Correlation between prediction value and binding affinity
It is common for MHC-I binding prediction tools to return predictions in binding affinity (nM), where lower values indicate a stronger binding and larger values indicate weaker binder. However, some prediction tools may instead provide predictions indicating how likely peptides will bind an MHC-I molecule in which case larger values indicate stronger binding. It is critical to know this relationship in order to properly evaluate the prediction tool. Upon signup it should be indicated whether predictions correlate positively with binding affinity (lower = stronger) or negatively (higher = stronger).

Supported MHC molecules and peptide lengths
Each participating server is required to provide a list of supported alleles and peptide lengths, accessible online. Each line should contain the allele name in column 1 and a comma-separated list of peptide lengths supported for the given allele in column 2. The columns may be separated by whitespaces or tab. An example is given below.

HLA-A*01:01 9,10,11
HLA-A*02:01 8,9,10,11
HLA-B*07:02 9,10
HLA-B*58:01 8,9

The list will be checked every time the weekly benchmark is run, and may be updated as support for more alleles and peptide lengths are added.

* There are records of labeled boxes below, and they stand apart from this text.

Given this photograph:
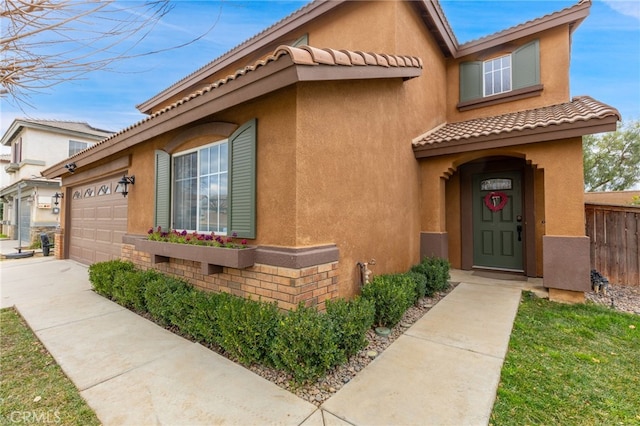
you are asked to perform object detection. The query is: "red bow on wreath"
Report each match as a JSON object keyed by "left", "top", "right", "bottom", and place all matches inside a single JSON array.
[{"left": 484, "top": 192, "right": 509, "bottom": 213}]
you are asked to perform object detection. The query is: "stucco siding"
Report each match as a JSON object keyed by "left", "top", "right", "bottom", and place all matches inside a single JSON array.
[{"left": 447, "top": 25, "right": 571, "bottom": 122}]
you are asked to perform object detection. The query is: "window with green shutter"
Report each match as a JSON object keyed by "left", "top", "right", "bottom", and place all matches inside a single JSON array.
[
  {"left": 153, "top": 151, "right": 171, "bottom": 229},
  {"left": 460, "top": 40, "right": 540, "bottom": 102},
  {"left": 155, "top": 120, "right": 256, "bottom": 238},
  {"left": 229, "top": 119, "right": 257, "bottom": 238}
]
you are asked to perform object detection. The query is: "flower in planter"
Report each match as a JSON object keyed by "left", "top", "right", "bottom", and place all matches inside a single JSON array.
[{"left": 147, "top": 226, "right": 247, "bottom": 249}]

Setting up a RESTful web service
For tool developers with no experience with REST or web services in general, setting up a RESTful web service may seem like a big hurdle. To help make this step as smooth as possible, we here provide two examples of how to create a web service compatible with the automated server benchmark. The first example is a RESTful web service created using Bottle, a simple and lightweight web framework written in the Python programming language. The second example uses the Common Gateway Interface (CGI).

Bottle is distributed as a Python module and may be downloaded here. We have written a template for a web service, which only requires you to fill out the path to your prediction tool, and to insert some parsing of the results the tool returns if it differs from the format expected by the automated server benchmark. Note that the template assumes the default POST request format. If the request format is changed, the input parsing in the template will need to be updated.

Another solution is to use CGI. Using CGI, a web server is able to link a URL to an executable program or script, which may be written in any programming language. We provide two CGI templates, written in Python and Perl. Similar to the Bottle template, the path to the prediction tool and the parsing of the results should be filled out. Both templates assume the default GET request format is used. The Bottle template as well as the two CGI templates may be downloaded here.